Ahora bien, por un cuarto de siglo nadie cuestionó la veracidad del contenido del libro publicado en Nicaragua, ni la verdadera identidad de Rollins, hasta que apareció una mente acuciosa y bien informada, que descifraría el acertijo al que pronto nos referiremos en detalle.

El médico e historiador Alejandro Bolaños Geyer. Fuente: Wikipedia.

En efecto, en 1971 Alejandro Bolaños Geyer —cuyo hermano Enrique fue presidente de Nicaragua entre 2002 y 2007— tuvo sospechas de que algo no andaba bien, y se propuso efectuar indagaciones al respecto. Cabe destacar que él, médico de formación e historiador por afición, fue el mayor estudioso de Walker en nuestra región; por cierto, en 2003 el Museo Histórico Cultural Juan Santamaría publicó su sobresaliente y voluminoso libro William Walker: el predestinado en su tercera edición, bellamente diagramada.

Para contextualizar el origen del asunto, Bolaños Geyer explica que «ningún historiador norteamericano tomó en cuenta los artículos del Chronicle; nadie se molestó, tampoco, en incluirlos en ningún índice ni catálogo. Si su existencia se conoce hoy, débese únicamente al esfuerzo conjunto de dos cónsules centroamericanos en San Francisco, el costarricense don Guillermo Figueroa y el nicaragüense don Arturo Ortega.
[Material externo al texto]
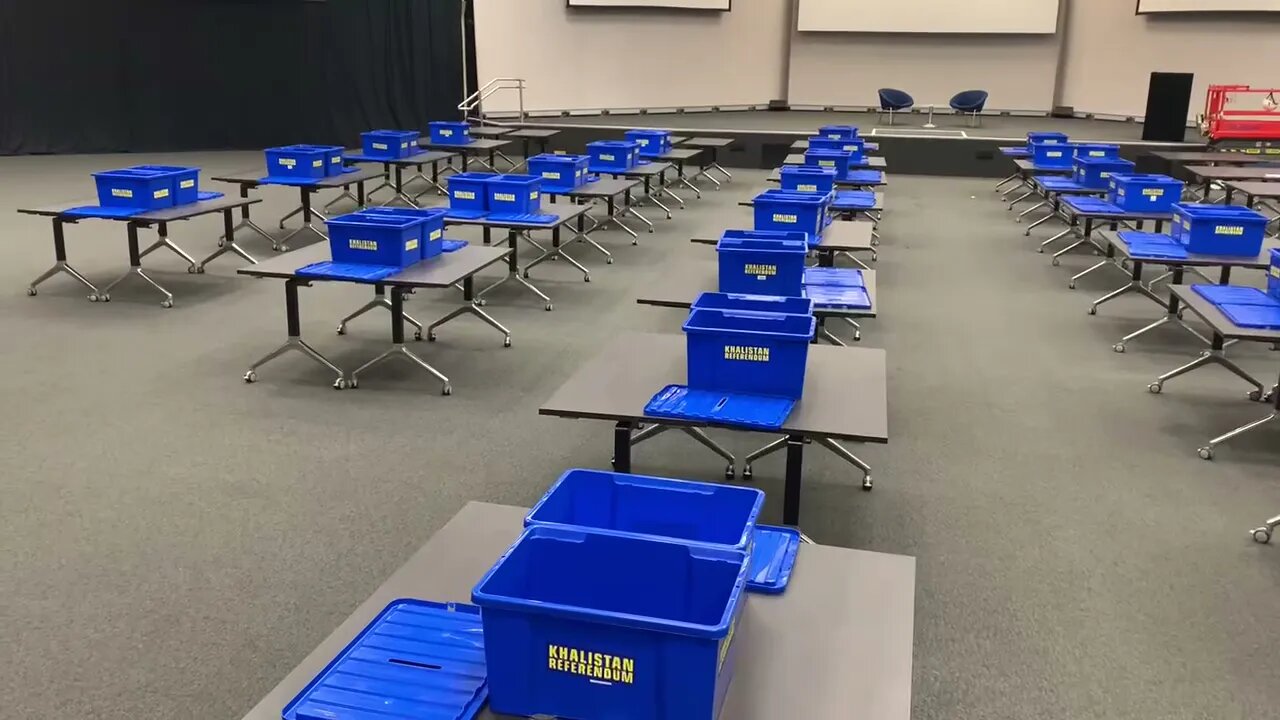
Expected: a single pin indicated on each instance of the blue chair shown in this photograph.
(894, 101)
(970, 103)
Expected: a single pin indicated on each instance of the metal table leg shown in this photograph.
(1207, 451)
(398, 349)
(1170, 317)
(163, 232)
(307, 222)
(62, 265)
(557, 250)
(696, 433)
(513, 273)
(295, 342)
(379, 301)
(136, 269)
(1134, 285)
(470, 309)
(227, 245)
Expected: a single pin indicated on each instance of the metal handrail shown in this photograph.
(475, 101)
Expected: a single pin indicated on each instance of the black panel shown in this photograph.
(1169, 98)
(92, 76)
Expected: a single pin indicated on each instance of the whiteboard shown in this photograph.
(1208, 5)
(680, 4)
(1028, 17)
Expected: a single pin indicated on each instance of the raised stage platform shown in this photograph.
(950, 149)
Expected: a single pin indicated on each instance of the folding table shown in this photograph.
(711, 160)
(845, 399)
(680, 287)
(306, 188)
(444, 272)
(393, 171)
(840, 238)
(876, 162)
(566, 217)
(850, 657)
(1119, 250)
(63, 215)
(479, 149)
(1224, 329)
(607, 190)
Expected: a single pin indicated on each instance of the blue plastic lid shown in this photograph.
(754, 411)
(416, 659)
(773, 555)
(1234, 295)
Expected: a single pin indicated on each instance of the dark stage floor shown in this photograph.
(801, 122)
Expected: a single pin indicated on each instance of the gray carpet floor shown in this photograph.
(173, 541)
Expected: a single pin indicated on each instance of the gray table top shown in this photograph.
(1256, 188)
(490, 132)
(566, 213)
(1029, 167)
(804, 145)
(603, 187)
(717, 142)
(1261, 260)
(841, 235)
(880, 197)
(163, 215)
(837, 643)
(868, 162)
(356, 155)
(680, 287)
(480, 144)
(1215, 319)
(1214, 158)
(444, 270)
(1219, 172)
(255, 178)
(535, 133)
(845, 393)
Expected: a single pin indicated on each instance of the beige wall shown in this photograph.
(849, 68)
(588, 59)
(1111, 54)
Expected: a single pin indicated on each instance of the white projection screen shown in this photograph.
(675, 4)
(1208, 7)
(1025, 17)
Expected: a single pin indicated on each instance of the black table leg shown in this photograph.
(795, 469)
(622, 447)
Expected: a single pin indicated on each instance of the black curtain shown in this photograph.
(106, 76)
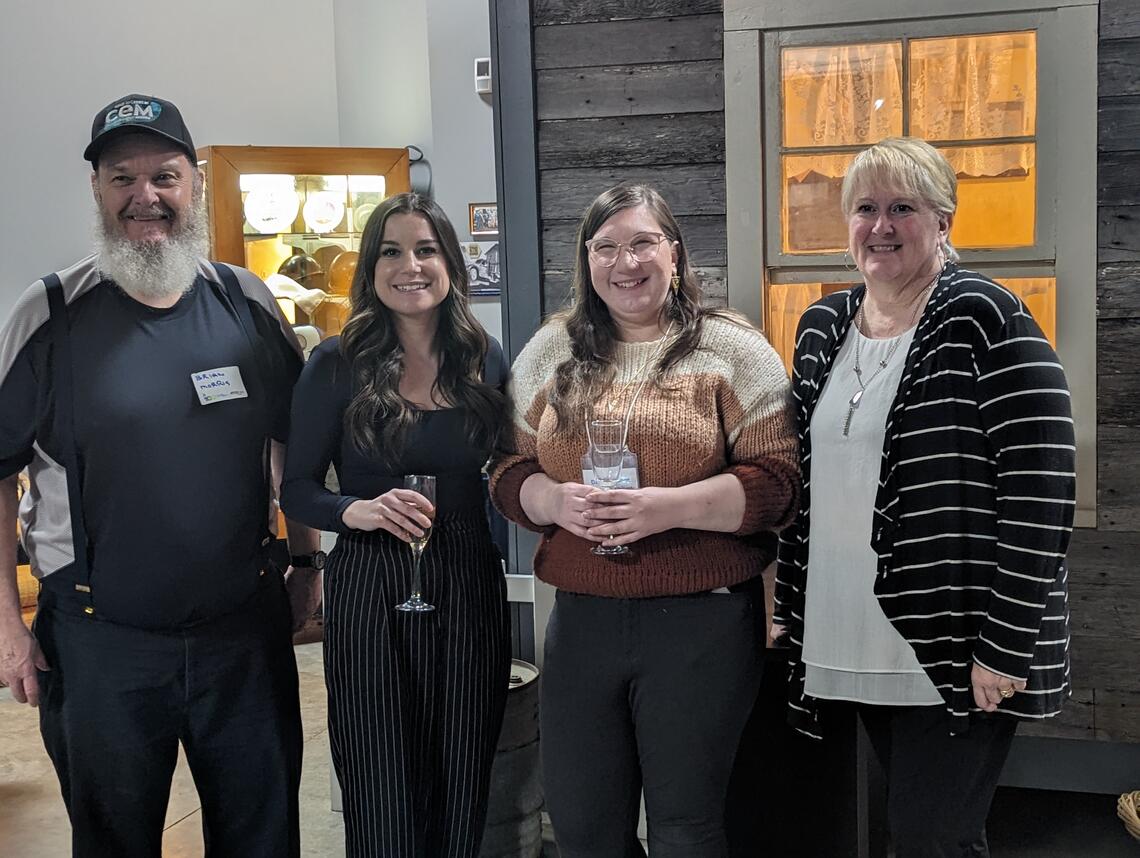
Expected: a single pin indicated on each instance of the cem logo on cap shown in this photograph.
(137, 112)
(132, 112)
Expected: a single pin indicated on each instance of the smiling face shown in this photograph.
(145, 188)
(634, 292)
(410, 277)
(894, 237)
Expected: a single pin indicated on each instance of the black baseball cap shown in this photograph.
(138, 113)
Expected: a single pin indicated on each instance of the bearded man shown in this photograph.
(146, 391)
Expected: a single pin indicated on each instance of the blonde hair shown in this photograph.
(910, 165)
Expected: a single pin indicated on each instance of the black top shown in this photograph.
(437, 443)
(174, 497)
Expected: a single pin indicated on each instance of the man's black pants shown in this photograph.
(119, 700)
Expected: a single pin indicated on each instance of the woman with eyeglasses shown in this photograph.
(652, 658)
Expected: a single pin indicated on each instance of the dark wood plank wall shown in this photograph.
(629, 91)
(1105, 563)
(635, 91)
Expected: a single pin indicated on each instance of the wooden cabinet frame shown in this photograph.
(225, 164)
Ambos cónsules siguieron con interés las crónicas de Rollins, y, viendo en ellas un valioso aporte para la historia de sus países, decidieron recopilarlas y colaboraron en traducirlas, para presentarlas después en español».

Sin embargo, debido a su valor histórico, en Nicaragua las crónicas fueron compiladas y convertidas en el libro ya indicado, el cual alcanzó gran popularidad dentro y fuera de dicho país. Su legitimidad fue refrendada de manera tácita con las menciones en publicaciones formales escritas por historiadores, tanto nicaragüenses como centroamericanos. Uno de ellos fue el abogado e historiador costarricense Enrique Guier Sáenz, quien en su libro William Walker incluyó más de 40 citas textuales de Rollins —según Bolaños Geyer—, además de calificar a este aventurero nada menos que como «el Bernal Díaz del Castillo de la expedición filibustera», en alusión a ese célebre cronista de la conquista española.

Narra Bolaños Geyer que el contenido del libro fue enriquecido con una introducción y un análisis del connotado historiador Carlos Cuadra Pasos, y añade que éste «encontró y señaló algunos errores del autor Rollins, pero aceptó, sin vislumbrar la menor duda, que éste había sido uno de los filibusteros que acompañara a Walker». Es decir, hasta ahí todo marchaba sin contratiempos ni dudas de fondo.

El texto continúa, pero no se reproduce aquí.